WL#1875: Case insensitive Czech collation

Affects: Server-6.1 — Status: Assigned

Description
High Level Architecture

We have only case sensitive Czech collations for cp1250 and latin2.
We want to add case insensitive collations too.

See also Feature Request BUG#3444.


See also a contributed patch from Pavel Stehule
implementing Czech case insensitive collation for cp1250:

http://lists.mysql.com/internals/34318

Assume we progress with WL#5170 Swedish collation.
Assume we do the same sort of thing for Czech.
Then we'll follow UCA DUCET as described in
WL#2673 "Unicode Collation Algorithm new version",
and tailor according to CLDR.

The CLDR (Unicode Common Locale Data Repository)
http://unicode.org/repos/cldr/trunk/docs/web/repository_access.html
has one Czech-rule file cs.xml with three sets of rules,
"standard" and "digits-after" and "search".

Tailoring at the primary level is:

For collation type="standard":
C BEFORE C WITH CARON
H BEFORE CH
R BEFORE R WITH CARON
S BEFORE S WITH CARON
Z BEFORE Z WITH CARON
This corresponds to the Czech Wikipedia page
"Abecední řazení":
A B C Č D E F G H Ch I J K L M N O P Q R Ř S Š T U V W X Y Z Ž
http://cs.wikipedia.org/wiki/Abecedn%C3%AD_%C5%99azen%C3%AD
MySQL's current utf8_czech_ci collation
http://www.collation-charts.org/mysql60/mysql604.utf8_czech_ci.html
already is "standard".

For collation type="digits-after":
same as collation type="standard", except that
the digits 0123456789 come after letters.
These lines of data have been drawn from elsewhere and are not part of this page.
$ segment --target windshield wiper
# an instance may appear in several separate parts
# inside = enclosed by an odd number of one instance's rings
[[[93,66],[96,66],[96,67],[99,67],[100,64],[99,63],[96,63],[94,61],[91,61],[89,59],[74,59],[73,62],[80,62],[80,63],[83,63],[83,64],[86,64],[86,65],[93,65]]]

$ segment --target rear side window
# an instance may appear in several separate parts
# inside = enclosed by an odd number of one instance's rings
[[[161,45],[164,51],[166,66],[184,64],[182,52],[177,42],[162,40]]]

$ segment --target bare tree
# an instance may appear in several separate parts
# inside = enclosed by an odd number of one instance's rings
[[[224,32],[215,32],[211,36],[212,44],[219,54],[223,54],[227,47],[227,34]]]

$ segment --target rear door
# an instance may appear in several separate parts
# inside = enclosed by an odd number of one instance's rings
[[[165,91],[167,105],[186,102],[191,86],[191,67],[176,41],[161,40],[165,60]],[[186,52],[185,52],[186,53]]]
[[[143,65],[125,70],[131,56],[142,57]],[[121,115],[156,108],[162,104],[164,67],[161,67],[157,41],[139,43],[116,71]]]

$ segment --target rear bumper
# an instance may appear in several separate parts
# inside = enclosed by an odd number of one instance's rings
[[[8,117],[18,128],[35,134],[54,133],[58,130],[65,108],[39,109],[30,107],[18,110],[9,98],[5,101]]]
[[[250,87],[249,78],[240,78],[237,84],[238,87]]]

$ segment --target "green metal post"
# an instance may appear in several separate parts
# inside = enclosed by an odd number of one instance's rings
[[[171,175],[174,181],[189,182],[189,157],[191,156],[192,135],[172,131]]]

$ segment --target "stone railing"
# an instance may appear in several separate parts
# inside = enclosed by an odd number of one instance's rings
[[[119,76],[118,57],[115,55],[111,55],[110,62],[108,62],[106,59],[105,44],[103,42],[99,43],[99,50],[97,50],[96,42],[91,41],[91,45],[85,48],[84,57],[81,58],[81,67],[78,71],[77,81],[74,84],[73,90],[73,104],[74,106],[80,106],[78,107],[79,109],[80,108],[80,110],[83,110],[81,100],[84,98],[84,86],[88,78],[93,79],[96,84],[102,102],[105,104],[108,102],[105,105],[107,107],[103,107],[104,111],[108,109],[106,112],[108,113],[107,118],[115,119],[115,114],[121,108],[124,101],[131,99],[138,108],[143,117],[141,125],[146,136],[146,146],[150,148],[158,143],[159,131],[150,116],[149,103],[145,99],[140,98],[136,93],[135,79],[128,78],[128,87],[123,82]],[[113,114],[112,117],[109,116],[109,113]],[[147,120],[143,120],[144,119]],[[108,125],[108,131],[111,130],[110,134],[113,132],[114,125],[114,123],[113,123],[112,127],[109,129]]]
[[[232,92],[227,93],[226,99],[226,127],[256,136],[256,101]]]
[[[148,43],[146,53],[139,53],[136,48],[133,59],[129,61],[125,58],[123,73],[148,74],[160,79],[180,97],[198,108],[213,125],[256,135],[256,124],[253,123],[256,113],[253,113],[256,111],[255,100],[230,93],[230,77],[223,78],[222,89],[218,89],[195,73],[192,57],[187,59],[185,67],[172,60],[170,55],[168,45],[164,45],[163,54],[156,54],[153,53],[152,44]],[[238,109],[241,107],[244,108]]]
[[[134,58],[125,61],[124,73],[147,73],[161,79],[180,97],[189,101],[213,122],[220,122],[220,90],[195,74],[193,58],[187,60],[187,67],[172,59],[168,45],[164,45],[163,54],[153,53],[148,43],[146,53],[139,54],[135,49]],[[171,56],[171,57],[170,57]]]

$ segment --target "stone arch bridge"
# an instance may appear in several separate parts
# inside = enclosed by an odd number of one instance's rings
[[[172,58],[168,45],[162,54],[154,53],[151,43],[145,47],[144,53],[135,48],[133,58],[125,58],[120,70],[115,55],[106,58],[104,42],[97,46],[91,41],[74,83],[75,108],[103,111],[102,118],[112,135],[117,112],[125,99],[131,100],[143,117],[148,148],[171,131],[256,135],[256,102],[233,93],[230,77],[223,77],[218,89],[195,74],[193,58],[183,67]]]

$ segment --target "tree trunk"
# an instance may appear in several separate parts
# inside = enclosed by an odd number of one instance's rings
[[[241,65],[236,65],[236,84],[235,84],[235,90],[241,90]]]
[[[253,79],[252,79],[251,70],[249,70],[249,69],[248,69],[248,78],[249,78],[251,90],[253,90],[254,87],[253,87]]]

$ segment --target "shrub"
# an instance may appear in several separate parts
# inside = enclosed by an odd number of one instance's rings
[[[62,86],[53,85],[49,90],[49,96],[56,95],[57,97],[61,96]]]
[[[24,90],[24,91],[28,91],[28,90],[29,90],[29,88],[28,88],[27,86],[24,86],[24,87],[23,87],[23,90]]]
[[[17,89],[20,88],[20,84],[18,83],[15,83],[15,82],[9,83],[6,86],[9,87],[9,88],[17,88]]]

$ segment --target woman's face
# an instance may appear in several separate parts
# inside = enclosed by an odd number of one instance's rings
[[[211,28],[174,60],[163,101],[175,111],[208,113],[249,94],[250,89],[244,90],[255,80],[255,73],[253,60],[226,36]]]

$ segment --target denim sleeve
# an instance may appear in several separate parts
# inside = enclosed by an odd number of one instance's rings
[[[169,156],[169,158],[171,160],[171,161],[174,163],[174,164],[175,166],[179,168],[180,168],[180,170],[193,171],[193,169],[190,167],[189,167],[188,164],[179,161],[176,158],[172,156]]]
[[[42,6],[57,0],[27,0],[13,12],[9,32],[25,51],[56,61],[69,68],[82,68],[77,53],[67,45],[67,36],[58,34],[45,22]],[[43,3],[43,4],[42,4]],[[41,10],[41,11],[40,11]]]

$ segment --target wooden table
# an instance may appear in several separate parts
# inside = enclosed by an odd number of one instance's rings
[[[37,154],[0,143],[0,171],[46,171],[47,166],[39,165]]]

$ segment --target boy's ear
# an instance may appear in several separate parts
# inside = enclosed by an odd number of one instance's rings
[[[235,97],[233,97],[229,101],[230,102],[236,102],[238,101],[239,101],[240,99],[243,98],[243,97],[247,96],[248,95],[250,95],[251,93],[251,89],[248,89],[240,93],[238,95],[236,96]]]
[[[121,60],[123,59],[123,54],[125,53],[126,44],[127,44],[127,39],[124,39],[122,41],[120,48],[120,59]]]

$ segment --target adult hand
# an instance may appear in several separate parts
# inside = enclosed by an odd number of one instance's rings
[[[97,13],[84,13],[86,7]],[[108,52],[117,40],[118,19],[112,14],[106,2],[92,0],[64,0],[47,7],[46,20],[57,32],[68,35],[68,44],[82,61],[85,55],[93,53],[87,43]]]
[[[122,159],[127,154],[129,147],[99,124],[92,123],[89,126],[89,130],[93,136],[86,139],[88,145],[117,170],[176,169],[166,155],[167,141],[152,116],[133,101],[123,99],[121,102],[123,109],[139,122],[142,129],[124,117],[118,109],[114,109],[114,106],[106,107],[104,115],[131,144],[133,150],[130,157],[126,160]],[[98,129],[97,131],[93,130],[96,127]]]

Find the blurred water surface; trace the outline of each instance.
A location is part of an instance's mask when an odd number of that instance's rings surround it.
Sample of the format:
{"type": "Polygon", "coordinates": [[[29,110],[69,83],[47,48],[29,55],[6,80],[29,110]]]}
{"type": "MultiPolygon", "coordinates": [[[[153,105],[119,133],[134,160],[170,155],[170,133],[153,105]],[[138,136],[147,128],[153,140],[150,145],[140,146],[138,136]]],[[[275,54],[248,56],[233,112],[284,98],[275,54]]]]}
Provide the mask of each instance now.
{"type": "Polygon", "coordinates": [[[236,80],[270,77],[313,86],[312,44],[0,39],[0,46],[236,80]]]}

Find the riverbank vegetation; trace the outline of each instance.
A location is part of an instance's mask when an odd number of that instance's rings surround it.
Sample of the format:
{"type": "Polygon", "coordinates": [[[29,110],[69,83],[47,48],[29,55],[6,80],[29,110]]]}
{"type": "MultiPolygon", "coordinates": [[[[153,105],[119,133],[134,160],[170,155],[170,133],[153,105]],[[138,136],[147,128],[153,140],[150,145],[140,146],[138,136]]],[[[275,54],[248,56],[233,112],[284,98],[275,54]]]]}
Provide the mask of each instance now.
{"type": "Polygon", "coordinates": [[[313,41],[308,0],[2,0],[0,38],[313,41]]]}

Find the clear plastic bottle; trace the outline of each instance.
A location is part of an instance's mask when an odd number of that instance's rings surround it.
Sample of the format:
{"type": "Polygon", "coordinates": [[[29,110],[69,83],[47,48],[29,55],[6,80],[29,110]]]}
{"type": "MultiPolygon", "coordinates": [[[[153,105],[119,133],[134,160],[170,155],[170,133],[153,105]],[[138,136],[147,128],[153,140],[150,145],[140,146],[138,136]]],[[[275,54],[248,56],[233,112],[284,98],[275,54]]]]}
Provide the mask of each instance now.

For collation type="search":
(looking only at Czech-specific rules)
A BEFORE A WITH ACUTE
C BEFORE C WITH CARON
D BEFORE D WITH CARON
E BEFORE E WITH ACUTE
E WITH ACUTE BEFORE E WITH CARON
H BEFORE CH
I BEFORE I WITH ACUTE
N BEFORE N WITH CARON
O BEFORE O WITH ACUTE
R BEFORE R WITH CARON
S BEFORE S WITH CARON
T BEFORE T WITH CARON
U BEFORE U WITH ACUTE
U WITH ACUTE BEFORE U WITH RING ABOVE
Y BEFORE Y WITH ACUTE
Z BEFORE Z WITH CARON
Two bug reports (BUG#32404, BUG#61615) are asking for
sensitivity with vowel accents, which only "search" delivers.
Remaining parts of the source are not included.